Por exemplo: se o projeto tivesse sido aprovado no ano passado e o presidente atual do BC, Roberto Campos Neto, tivesse sido indicado para continuar no comando do BC, o mandato dele se encerraria em 2024, mesmo que Bolsonaro, por exemplo, não se reelegesse em 2022.
Hoje, o BC é vinculado ao Ministério da Economia, apesar de não ser subordinado à pasta. Mas em momentos de bloqueio do Orçamento, por exemplo, é a Economia que indica o valor que o BC precisa cortar de despesas. Com a proposta, o Banco Central passa a se classificar como uma autarquia de natureza especial caracterizada pela “ausência de vinculação a Ministério, de tutela ou de subordinação hierárquica”.
Segundo o projeto, o BC se caracterizará pela “autonomia técnica, operacional, administrativa e financeira”. É praticamente o mesmo status de uma agência, como Anvisa (saúde) ou Aneel (energia).
O projeto também estabelece as situações que levam à perda de mandato do presidente e dos diretores do Banco Central:
A pedido do próprio dirigente;
Em caso de doença que o incapacite para o cargo;
Quando sofrer condenação, em decisão transitada em julgado ou proferida por órgão colegiado, por improbidade administrativa ou em crime cuja pena leve;
À proibição de acesso a cargos públicos;
Em caso de “comprovado e recorrente desempenho insuficiente para o alcance dos objetivos do Banco Central do Brasil”.
Nesta última hipótese, o Conselho Monetário Nacional (CMN) deve submeter ao presidente da República a proposta de exoneração, que estará condicionada à prévia aprovação por maioria absoluta do Senado.
Caso aprovado, o projeto de autoria do senador Plínio Valério (PSDB/AM), transformará o Banco Central do Brasil (BC) num supra órgão, autônomo em relação à estrutura administrativa do país e desvinculado de qualquer ministério.

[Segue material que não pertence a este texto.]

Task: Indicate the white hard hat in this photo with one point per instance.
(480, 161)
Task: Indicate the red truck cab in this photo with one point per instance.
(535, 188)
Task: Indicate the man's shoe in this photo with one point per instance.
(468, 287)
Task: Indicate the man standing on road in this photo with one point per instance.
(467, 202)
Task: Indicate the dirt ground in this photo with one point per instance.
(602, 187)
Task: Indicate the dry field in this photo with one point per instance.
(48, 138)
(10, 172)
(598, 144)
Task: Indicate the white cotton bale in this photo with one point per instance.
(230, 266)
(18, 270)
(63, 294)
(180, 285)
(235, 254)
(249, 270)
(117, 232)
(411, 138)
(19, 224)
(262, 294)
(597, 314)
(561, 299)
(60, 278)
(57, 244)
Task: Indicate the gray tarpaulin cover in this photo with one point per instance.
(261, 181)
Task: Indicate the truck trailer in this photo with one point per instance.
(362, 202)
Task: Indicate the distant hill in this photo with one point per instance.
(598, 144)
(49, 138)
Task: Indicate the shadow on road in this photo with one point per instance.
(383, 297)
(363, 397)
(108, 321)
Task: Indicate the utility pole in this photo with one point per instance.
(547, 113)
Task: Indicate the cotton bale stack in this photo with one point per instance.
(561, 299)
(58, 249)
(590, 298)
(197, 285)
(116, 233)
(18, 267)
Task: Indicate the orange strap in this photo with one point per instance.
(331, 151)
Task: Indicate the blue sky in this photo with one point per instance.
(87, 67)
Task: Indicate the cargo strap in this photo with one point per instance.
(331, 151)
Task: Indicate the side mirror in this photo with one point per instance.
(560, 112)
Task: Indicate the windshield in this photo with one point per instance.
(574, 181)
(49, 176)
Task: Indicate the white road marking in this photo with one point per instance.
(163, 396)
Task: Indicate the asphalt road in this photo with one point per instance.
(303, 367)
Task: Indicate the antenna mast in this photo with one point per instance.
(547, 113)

Além de contrariar o artigo 61 da Constituição Federal, que reserva esse tipo de proposta à exclusiva competência do presidente da República, a iniciativa representaria um golpe capaz de entregar a entidade responsável por regular e supervisionar todo o sistema financeiro nacional ao controle daqueles que deveria fiscalizar: os bancos.
Segundo Maria Lucia Fattorelli, que é coordenadora nacional da Auditoria Cidadã da Dívida (ACD), responsável pela interpelação extrajudicial enviada a Lira, o argumento de que é preciso deixar o BC livre de pressões político-partidárias é insustentável.
Para ela, a ausência de tutela ou subordinação hierárquica deixará o BC à margem de todos os sistemas de controle e contabilidade pública, o que é extremamente perigoso para o Brasil e vai facilitar manobras que beneficiam o repasse de verbas públicas para os cofres dos bancos.